Xiaomi's MiMo Code Outperforms Claude Code on Long-Horizon Coding Tasks
Xiaomi's open-source MiMo Code V0.1.0 beats Anthropic's Claude Code on agentic coding benchmarks, especially on 200+ step tasks.

Xiaomi's MiMo AI team has open-sourced MiMo Code V0.1.0, a terminal-native AI coding assistant that outperforms Anthropic's Claude Code on key agentic coding benchmarks, particularly on long-horizon, multi-step tasks (200+ steps). According to Xiaomi's internal beta release and survey of 576 developers, MiMo Code paired with MiMo-V2.5-Pro outperformed Claude Code paired with Claude Sonnet 4.6 on all three evaluations tested: SWE-bench Verified (82% vs. 79%), SWE-bench Pro (62% vs.
55%), and Terminal Bench 2 (73% vs. 69%). The MiMo Code project is a fork of the open-source OpenCode agent, extended with Xiaomi's own memory architecture, workflow modes, and model harness.

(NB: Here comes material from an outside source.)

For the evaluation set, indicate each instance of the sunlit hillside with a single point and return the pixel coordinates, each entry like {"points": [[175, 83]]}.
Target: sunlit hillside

It features a cross-session memory system powered by SQLite FTS5 full-text search, which spans four layers: project memory, session checkpoints, scratch notes, and per-task progress logs. This system uses an independent 'checkpoint-writer' subagent to take notes, allowing the primary coding agent to focus on its work. Xiaomi also released MiMo-V2.5, its multimodal flagship model with a million-token context window, requiring no registration to get started.
The model is MIT-licensed and available on GitHub. MiMo Code is available now on GitHub under an MIT license and installs with a single terminal command on macOS and Linux or via npm on Windows. The company claims that its memory and state-management architecture pays off specifically on long-horizon work, citing a human double-blind A/B evaluation during its internal beta.
In this evaluation, covering 576 developers working in 474 real private repositories, MiMo Code's win rate rose above 65% for tasks with over 200 execution steps. MiMo Code offers easy integration with existing developer systems and voice control. It operates directly in the terminal, reading and writing files, running commands, and managing Git.
The tool requires zero configuration, connecting automatically to 'MiMo Auto,' a free-for-a-limited-time channel powered by Xiaomi's multimodal MiMo V2.5 model. The pricing for MiMo-V2.5 starts at $0.40 per million input tokens and $2.00 per million output tokens, while V2.5-Pro runs $1.00/$3.00 per million (input/output) up to 256K context. Xiaomi's aggressive pricing and open-source approach make MiMo Code an attractive option for developers.
Why this matters: The release of MiMo Code and its performance on long-horizon coding tasks has significant implications for the AI and development communities. It highlights the importance of memory and state-management architecture in agentic coding performance, an area where competitors are also focusing. For developers and businesses, MiMo Code offers a low-risk, potentially high-value evaluation candidate, with MIT-style licensing permitting modification and commercial integration.